[
https://issues.apache.org/jira/browse/SPARK-39145?page=com.atlassian.jira.plugin.system.issuetabpanels:all-tabpanel
]
Erik Krogen resolved SPARK-39145.
---------------------------------
Resolution: Duplicate
Closing this as a duplicate..
> CLONE - SPIP: Public APIs for extended Columnar Processing Support
> ------------------------------------------------------------------
>
> Key: SPARK-39145
> URL: https://issues.apache.org/jira/browse/SPARK-39145
> Project: Spark
> Issue Type: Epic
> Components: SQL
> Affects Versions: 3.0.0
> Reporter: Abhi Shah
> Assignee: Robert Joseph Evans
> Priority: Major
>
> *strong text**SPIP: Columnar Processing Without Arrow Formatting Guarantees.*
>
> *Q1.* What are you trying to do?

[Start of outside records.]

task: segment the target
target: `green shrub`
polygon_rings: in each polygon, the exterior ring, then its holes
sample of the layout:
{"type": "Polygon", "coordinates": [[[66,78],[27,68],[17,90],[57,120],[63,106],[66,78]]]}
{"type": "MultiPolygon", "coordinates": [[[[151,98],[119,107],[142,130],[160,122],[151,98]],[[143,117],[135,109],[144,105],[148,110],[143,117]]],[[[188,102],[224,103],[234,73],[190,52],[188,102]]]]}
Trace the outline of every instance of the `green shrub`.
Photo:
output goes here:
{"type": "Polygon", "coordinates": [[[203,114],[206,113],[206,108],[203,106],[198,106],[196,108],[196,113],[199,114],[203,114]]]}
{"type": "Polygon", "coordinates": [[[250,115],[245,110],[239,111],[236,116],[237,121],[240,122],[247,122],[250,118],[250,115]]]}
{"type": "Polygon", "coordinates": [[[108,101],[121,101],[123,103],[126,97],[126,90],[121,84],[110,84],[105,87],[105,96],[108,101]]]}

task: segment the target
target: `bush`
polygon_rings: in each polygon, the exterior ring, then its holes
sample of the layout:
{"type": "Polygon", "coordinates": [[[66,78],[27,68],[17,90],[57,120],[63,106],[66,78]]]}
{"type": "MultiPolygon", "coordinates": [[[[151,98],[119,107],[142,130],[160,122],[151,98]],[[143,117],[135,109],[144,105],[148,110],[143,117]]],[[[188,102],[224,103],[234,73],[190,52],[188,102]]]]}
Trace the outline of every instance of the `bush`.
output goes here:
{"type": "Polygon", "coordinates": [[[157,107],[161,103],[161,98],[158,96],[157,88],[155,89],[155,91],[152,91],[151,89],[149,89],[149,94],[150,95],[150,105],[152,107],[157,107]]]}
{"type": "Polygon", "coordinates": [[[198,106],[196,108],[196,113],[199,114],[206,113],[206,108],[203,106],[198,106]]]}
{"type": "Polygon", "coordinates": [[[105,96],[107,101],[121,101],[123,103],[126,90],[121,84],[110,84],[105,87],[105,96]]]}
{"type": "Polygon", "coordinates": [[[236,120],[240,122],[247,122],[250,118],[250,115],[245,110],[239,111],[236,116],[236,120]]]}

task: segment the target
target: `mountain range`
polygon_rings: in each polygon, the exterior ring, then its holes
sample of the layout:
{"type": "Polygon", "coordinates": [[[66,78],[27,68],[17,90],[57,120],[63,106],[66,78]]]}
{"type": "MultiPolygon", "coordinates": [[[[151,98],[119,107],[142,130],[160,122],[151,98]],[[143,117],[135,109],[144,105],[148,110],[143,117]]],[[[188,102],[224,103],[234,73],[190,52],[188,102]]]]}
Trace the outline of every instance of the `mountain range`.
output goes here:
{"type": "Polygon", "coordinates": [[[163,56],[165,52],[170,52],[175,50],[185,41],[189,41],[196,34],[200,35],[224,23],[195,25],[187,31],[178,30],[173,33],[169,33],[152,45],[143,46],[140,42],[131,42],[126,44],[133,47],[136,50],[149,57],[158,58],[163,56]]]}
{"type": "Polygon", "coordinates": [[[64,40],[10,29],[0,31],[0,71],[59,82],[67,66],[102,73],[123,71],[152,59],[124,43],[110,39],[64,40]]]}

Articulate your objectives using absolutely
> no jargon.
> The Dataset/DataFrame API in Spark currently only exposes to users one row at
> a time when processing data. The goals of this are to
> # Add to the current sql extensions mechanism so advanced users can have
> access to the physical SparkPlan and manipulate it to provide columnar
> processing for existing operators, including shuffle. This will allow them
> to implement their own cost based optimizers to decide when processing should
> be columnar and when it should not.
> # Make any transitions between the columnar memory layout and a row based
> layout transparent to the users so operations that are not columnar see the
> data as rows, and operations that are columnar see the data as columns.
>
> Not Requirements, but things that would be nice to have.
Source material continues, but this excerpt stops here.